Personally.., while I do find the resonance idea (#2) appealing in that it makes a kind of sense, it seems like a reach at the moment in need of a lot more supporting data. I generally don't trust necklaces and magic pendants bought on the internet. The Q Link site offers lots and lots of epidemiological and before/after subject studies, which frankly, is among the weakest kind of science available, (second perhaps only to climate science.)
I'd be MUCH more interested in knowing where and how the original inventor came up with the pendant design. Was it channeled information through some sort of medium, (like Reiki symbols)? Or was it the result of lots of theorizing and tests? What was the thought process? Did it make sense or was if full of bad assumptions? The sales website offers us nothing in this regard but slippery brochure copy which makes lots of airy fairy promises and seems kind of carpet baggy.

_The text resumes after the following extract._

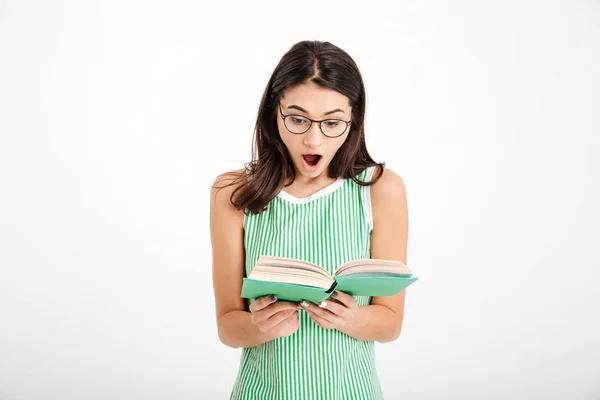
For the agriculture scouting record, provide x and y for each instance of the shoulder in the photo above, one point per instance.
(388, 194)
(223, 188)
(389, 186)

-Raw testimonials are next to useless unless people are reporting physical shocks, shrieking babies, shattered dishes and such; there's a certain threshold of reported phenomenon intensity which needs to be surpassed before I perk up and pay attention, and the kinds of soft experiential reports the Q Link has resulted in rate pretty low for me. (Except to determine the religiosity quotient, the honeymoon v buyer's remorse factor. Even if there is an effect, the average mystical crystal shop customer survey is about as convincing to me as.., something very unconvincing. People buy into all kinds of dumb crap, including orgone energy generators (for cloud busting of all goddamned things), Indigo Children and Scientology. It's an uphill chore to weed the roses from the CIA/Lizard-inspired crab grass.
Another kind of evidence I might feel compelled by would be some kind of trusted meditation or psychic expert with a decent track record delving in on the topic and reporting back.